The cases themselves may be severely banana shaped caused by too large a variance in brass thickness from one side to the other. You have a chance of identifying this by gauging at the neck since brass thickness variance will continue down into the case body

You may have a rough chamber


Factory loads are a **** shoot and IMO much better to buy new cases and load reasonably from the start.

But to answer your question, if you need the brass, shoot cautiously and continue to look for signs of trouble. What velocities are you getting on the factory loads?


----------



## Rebel_Ray (Jan 31, 2015)

It only sticks with fired cases, I don't have a chronograph. Here is what the box says.















That is a piece of fired brass that I put back into the action and opened and closed it until it no longer stuck.

Sent from my iPhone using Tapatalk


----------



## Rebel_Ray (Jan 31, 2015)

It wears that bright ring into it when I do that. 


Sent from my iPhone using Tapatalk


----------



## woods (Dec 3, 2011)

You have multiple areas with scratches, most notably at the neck/shoulder junction and the pressure ring. I'm guessing (and that's all any of us can do) that you have a rough chamber.

Take to a gunsmith and have him polish the chamber. Shouldn't be too expensive


----------



## Bottomsup (Jul 12, 2006)

Guys he is shooting multiple factory loads. Has nothing to do with resizing dies. Yes your chamber is rough creating the shiny rings. It could be oversized at the back of the chamber causing the bulging but based on what the primer looks like and the hard to open bolt its over pressure. I dont think you clarified if the bolt handle was hard to lift open or pull back? Please take it to a reputable smith with your fired cases and post what he says.


----------



## Rebel_Ray (Jan 31, 2015)

It is only hard to pull the bolt handle upwards. Pulling it backwards is normal.
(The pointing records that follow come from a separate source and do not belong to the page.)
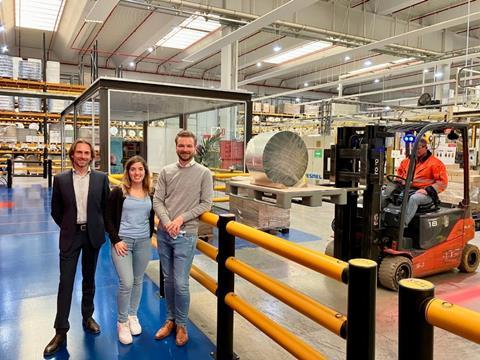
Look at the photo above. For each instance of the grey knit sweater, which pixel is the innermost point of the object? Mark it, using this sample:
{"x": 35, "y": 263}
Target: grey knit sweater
{"x": 185, "y": 191}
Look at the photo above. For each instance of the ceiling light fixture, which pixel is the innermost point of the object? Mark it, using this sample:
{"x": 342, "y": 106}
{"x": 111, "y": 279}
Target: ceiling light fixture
{"x": 367, "y": 63}
{"x": 277, "y": 48}
{"x": 38, "y": 14}
{"x": 297, "y": 52}
{"x": 188, "y": 32}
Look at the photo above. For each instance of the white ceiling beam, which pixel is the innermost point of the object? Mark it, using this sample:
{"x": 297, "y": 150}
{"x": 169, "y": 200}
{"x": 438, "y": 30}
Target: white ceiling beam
{"x": 362, "y": 50}
{"x": 281, "y": 12}
{"x": 387, "y": 73}
{"x": 386, "y": 7}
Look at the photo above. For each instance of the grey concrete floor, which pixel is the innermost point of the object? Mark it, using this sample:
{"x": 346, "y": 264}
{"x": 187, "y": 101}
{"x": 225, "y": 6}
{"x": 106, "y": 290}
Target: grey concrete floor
{"x": 250, "y": 343}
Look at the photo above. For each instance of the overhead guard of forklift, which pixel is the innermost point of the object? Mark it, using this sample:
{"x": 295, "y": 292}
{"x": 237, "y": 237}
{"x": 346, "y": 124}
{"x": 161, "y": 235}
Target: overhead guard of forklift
{"x": 417, "y": 126}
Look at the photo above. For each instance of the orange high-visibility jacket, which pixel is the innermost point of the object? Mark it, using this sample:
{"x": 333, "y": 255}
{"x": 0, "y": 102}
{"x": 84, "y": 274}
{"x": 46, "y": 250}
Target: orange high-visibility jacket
{"x": 429, "y": 172}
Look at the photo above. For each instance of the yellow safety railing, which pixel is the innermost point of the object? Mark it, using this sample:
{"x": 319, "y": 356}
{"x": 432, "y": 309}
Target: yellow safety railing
{"x": 419, "y": 312}
{"x": 330, "y": 319}
{"x": 331, "y": 267}
{"x": 286, "y": 339}
{"x": 453, "y": 318}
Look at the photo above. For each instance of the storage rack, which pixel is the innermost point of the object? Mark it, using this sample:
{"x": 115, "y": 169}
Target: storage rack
{"x": 42, "y": 90}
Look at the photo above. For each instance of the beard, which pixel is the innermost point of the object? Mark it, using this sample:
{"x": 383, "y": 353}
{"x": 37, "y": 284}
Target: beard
{"x": 187, "y": 157}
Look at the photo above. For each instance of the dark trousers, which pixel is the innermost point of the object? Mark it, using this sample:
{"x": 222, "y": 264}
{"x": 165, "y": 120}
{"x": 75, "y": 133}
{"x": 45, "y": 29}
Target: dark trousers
{"x": 68, "y": 267}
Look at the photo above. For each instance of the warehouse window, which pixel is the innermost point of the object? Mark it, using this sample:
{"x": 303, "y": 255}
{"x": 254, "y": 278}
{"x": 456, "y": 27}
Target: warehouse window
{"x": 191, "y": 30}
{"x": 38, "y": 14}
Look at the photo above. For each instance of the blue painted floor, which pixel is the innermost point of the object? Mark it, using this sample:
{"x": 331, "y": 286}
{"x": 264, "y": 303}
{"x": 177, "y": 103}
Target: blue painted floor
{"x": 28, "y": 287}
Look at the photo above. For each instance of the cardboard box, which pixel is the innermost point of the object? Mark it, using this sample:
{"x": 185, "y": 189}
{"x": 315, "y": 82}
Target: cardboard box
{"x": 259, "y": 215}
{"x": 311, "y": 109}
{"x": 257, "y": 107}
{"x": 286, "y": 108}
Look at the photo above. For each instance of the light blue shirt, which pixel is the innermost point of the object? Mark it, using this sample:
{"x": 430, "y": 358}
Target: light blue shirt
{"x": 135, "y": 221}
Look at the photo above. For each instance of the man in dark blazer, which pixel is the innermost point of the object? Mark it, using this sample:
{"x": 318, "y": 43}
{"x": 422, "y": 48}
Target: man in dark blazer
{"x": 79, "y": 201}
Sent from my iPhone using Tapatalk


----------



## Bottomsup (Jul 12, 2006)

Then you most likely have an over pressure situation.


----------



## Wado (May 15, 2011)

Probably a dull or rented chamber reamer that cut the neck too small. I had two .270's do it cut with the same reamer, really had to watch what I fed them. They only did it on hand loads that were still under max but never did it on factory stuff. There is a very small threshold for pressure when you have problems in a chamber such as a small neck or short throat. That particular gun doesn't like Hornady, even if it is store bought. I had a heck of a wreck with those two .270's. Looking at his brass he was still moderately safe, next scenario would have been a blown primer and the rim ripped off buy the extractor and flowback into the ejector cut on the Mauser style bolt. Then hunting a brass rod to knock the brass out if the head was still intact. I forgot about beating the bolt open with a block of wood and a hammer.


----------



## Rebel_Ray (Jan 31, 2015)

Ok, see I took it back to the gunsmith I bought it from. He diagnosed it as excessive headspace. The gun was his own personal gun. It was originally in 7x57 and he had Danny Pederson in Prescott AZ ream it out to 7x64. So he's going to set back the barrel and recut the chamber. Thanks for all the help! I'll give y'all an update when I get it back.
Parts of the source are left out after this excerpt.